El sistema lactoperoxidasa ha sido ampliamente estudiado en los últimos 20 años, debido a las posibilidades potenciales de evitar el deterioro de la calidad de la leche cruda, por los microorganismos contaminantes de la misma. Las evidencias prácticas y experimentales indican que el uso del método es inocuo a la salud humana. En este sentido, el Comité Mixto FAO/OMS de Expertos en Aditivos Alimentarios (JECFA) ha señalado que el mismo es aceptable desde el punto de vista toxicológico. Sin embargo, el Codex ha identificado que necesita mayor información en relación con el posible riesgo de exacerbación de las bacterias patógenas, una vez que se debilita el efecto de inhibición de la flora saprófita contaminante natural de la leche. El presente estudio consistió en la evaluación del efecto de la activación del sistema LP en la exacerbación de diversas bacterias patógenas: Salmonella spp., Staphylococcus coagulasa positiva, Escherichia coli 0157:H7, Listeria monocytogenes y Bacillus cereus.
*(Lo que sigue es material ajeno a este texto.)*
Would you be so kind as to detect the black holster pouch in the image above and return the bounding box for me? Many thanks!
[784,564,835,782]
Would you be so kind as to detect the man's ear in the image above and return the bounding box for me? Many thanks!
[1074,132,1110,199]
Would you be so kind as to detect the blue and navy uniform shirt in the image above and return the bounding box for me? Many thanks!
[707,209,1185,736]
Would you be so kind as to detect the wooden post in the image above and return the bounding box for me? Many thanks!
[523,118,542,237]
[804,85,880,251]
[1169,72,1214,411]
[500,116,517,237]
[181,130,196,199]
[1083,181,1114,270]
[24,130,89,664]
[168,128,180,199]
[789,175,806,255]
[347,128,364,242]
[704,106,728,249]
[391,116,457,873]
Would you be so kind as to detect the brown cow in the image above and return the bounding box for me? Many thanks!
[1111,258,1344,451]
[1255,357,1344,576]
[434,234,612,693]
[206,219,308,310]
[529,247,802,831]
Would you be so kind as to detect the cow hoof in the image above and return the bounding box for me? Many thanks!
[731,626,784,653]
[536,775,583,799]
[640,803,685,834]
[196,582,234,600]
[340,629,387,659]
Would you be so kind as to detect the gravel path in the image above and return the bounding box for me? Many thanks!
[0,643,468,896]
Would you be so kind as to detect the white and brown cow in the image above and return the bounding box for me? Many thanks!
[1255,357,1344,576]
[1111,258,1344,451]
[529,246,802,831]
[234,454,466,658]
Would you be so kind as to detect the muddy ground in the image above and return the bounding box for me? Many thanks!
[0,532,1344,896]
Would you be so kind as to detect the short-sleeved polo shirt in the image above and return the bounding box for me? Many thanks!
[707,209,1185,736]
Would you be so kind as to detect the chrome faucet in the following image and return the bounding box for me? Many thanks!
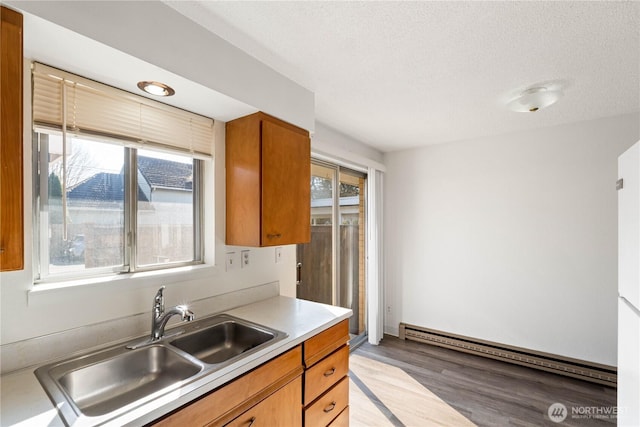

El experimento se realizó en el instituto IZE de Venecia, en Italia. Se utilizó leche cruda, libre de los patógenos indicados y se sustancias inhibidoras del crecimiento microbiano en tres replicas por cada microorganismo. Dichos patógenos fueron inoculados en cargas de 10²-10⁴ UFC/ml. Los análisis utilizados fueron los establecidos internacionalmente para dichos patógenos. como activador del sistema LP fue utilizado el producto comercial Stabilak, que contiene cantidades equivalentes de 9 mg/L de la sal de tiocianato de sodio y 34 mg/L de percarbonato de sodio. Los tiempos para cada replica de leche tratada y control fueron a 0, 4, 8, y 12 horas. La activación del sistema LP a las 12 horas mostró una reducción altamente significativa (p<0,01) en el conteo total de bacterias., No se observó significación entre activado y control para Staphylococcus coagulasa positivo, Bacillus cereus y Listeria monocitogenes, aunque la muestra control siempre mostró mayores crecimiento que en la activada. En el caso de Salmonella spp. y Escherichia coli O157:H7, se observó una tendencia similar. El comportamiento general indica que no existió exacerbación de los patógenos y que no existen riesgos microbiológicos para los consumidores, asociados al uso del método.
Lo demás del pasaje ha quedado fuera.